You can now invest in many listed corporate bonds with as little as Rs 10000. Earlier the minimum was Rs 1 lakh, which kept most ordinary savers out. SEBI changed this through a circular dated 3 July 2024, and corporate bonds are now within reach of regular retail investors.
Before July 2024, listed corporate bonds sold on private placement basis carried a minimum face value of Rs 1 lakh per unit. That single rule shut out small investors. SEBI lowered it so the market could deepen and ordinary people could take part.
| Point | Before 3 July 2024 | Now |
|---|---|---|
| Minimum face value per bond | Rs 1,00,000 | Rs 10,000 |
| Who could realistically buy | Mostly institutions and HNIs | Retail investors too |
| Issuer condition | Standard rules | Must appoint at least one merchant banker |
| Type of bond allowed at low value | Not applicable | Plain interest or dividend bearing, fixed maturity |
| Zero-coupon bonds at Rs 10000 | Not allowed | Allowed from 18 December 2025 |
The conditions matter. To issue at the lower Rs 10000 value, the issuer must appoint at least one merchant banker, and the security must be a plain vanilla interest or dividend bearing instrument with a fixed maturity. A later SEBI circular dated 18 December 2025 extended the Rs 10000 denomination to zero-coupon debt securities that have a fixed maturity and no complex payout structure.
A corporate bond and a bank FD both pay you a return, but they are not the same thing. Know the difference before you put money in.
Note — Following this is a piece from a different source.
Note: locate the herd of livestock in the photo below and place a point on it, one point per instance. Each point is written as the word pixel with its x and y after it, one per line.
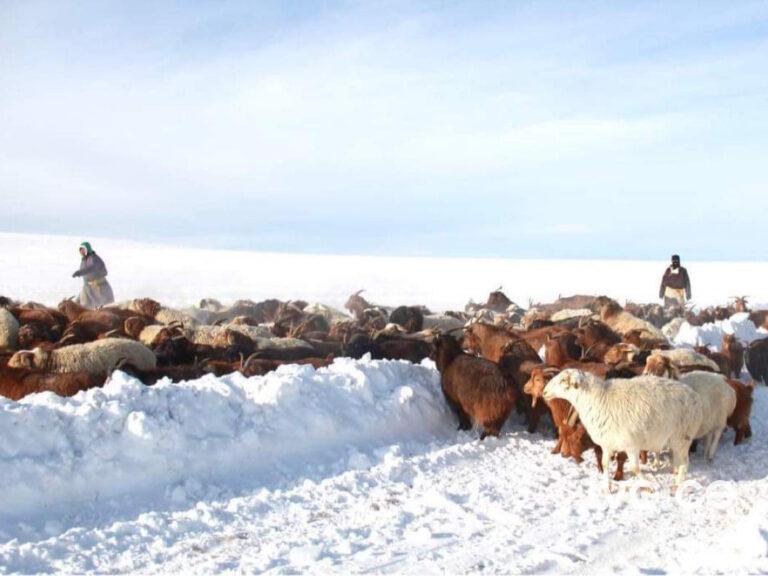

| Feature | Corporate bond | Bank fixed deposit |
|---|---|---|
| What it is | A loan you give to a company | A deposit with a bank |
| Who guarantees it | The company only | Bank, plus DICGC cover up to Rs 5 lakh |
| Return | Often higher coupon | Usually lower interest |
| Main risk | Company may default or delay payment | Very low if within DICGC cover |
| Can you exit early | Sometimes, by selling on exchange or platform | Yes, often with a penalty |
| Regulator | SEBI | RBI |
The higher return on a corporate bond is the reward for taking more risk. Never assume a bond is as safe as an FD just because both pay regular income.
An Online Bond Platform Provider is a SEBI-registered platform that lets you browse and buy listed bonds online, much like buying a share. To be an OBPP, the platform must first register as a stock broker in the debt segment of a recognised stock exchange and then get SEBI registration.
Be clear-eyed. A corporate bond can lose you money in ways an FD usually will not.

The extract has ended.